Les Amants de Louis Malle (1958)
Jeanne est l’épouse d’un patron de presse en province. Parce qu’elle s’ennuie, pour retrouver une vieille amie mais aussi son amant, elle effectue de constants aller-retour entre Dijon et Paris. Son mari soupçonne son adultère et, pour tenter de la prendre au piège, invite ses amis parisiens pour un week-end dans leur maison. De retour sur Dijon en voiture, Jeanne tombe en panne. Un jeune homme lui vient en aide, qui représente tout ce qu’elle n’est pas…
Louis Malle réalise là son second long-métrage de fiction, un an après Ascenseur pour l’échafaud, et toujours avec Jeanne Moreau. L’actrice incarne une Emma Bovary des temps modernes, perpétuellement insatisfaite et constamment en fuite vers un ailleurs illusoire (jusque dans le dernier plan du film). Elle décrit Paris comme un Paradis dont elle a grande peine à s’arracher à chaque fois qu’elle doit retourner à sa province. Paris la séduit, parce qu’elle abrite ses amis et son amant, parce que la densité de population la rassure, parce qu’elle attirée par la mode etc. Avec Les Amants, Louis Malle fustige clairement les us et coutumes de la bourgeoisie, arrive à illustrer le fossé et les faux-semblants qui séparent les nantis de provinces à ceux de Paris, et oppose à tout ce petit monde, le personnage libre, fauché, respectueux de la terre et des Hommes, incarné par Jean-Marc Bory.



   


Les Amants, adaptation d’un roman du Baron Dominique Vivant Denon, auteur libertin du XVIIIe siècle, aura fait scandale à sa sortie, notamment aux Etats-Unis ou il fut taxé de pornographie. Dans le derniers tiers du film, Louis Malle délaisse la critique sociale de ce milieu bourgeois et accompagne Jeanne dans son abandon sentimental et charnel. 

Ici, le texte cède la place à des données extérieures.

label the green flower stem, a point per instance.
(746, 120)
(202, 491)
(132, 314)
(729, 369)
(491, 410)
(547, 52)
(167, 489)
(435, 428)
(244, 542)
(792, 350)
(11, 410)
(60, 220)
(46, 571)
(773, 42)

                           



Les longues séquences de passion amoureuse nous envoûte littéralement et confère au film un charme inaltérable et magique. La polémique que suscita Les Amants nous parait aujourd’hui parfaitement invraisemblable. Le film est bien plus pudique qu’Et Dieu créa la femme de Vadim, sorti deux ans auparavant, mais à la sublime sensualité des séquences amoureuses, Louis Malle conjugue l’attitude légère d’une femme libre qui fait ce qu’elle veut de son corps.


                 



Voila qui ne peut qu’être extrêmement audacieux si l’on se replace dans le contexte de la fin des années 50, quand les principaux combats féministes n’étaient pas encore menés. C’est ce qui explique le scandale que Les Amants aura provoqué un peu partout, notamment à Venise aussi il aura reçu le Prix Spécial du Jury en 1958. C’est aussi ce qui témoigne de la modernité du film et de l’ambition cinématographique de Louis Malle aussi. Les Amants précède d’une année Hiroshima, mon amour d’Alain Resnais, et l’on peut sans doute dire qu’il le préfigurait déjà. Son film tranche en tout cas avec le cinéma paternaliste français des Delannoy et Autant-Lara, et trouve une place logique auprès des auteurs de la Nouvelle Vague. Benoît Thevenin

                                      

Moderato cantabile est un film de Peter Brook sorti en 1960, d’après le roman Moderato cantabile de Marguerite Duras. Le titre est inspiré d’une expression utilisée en musique (moderato cantabile).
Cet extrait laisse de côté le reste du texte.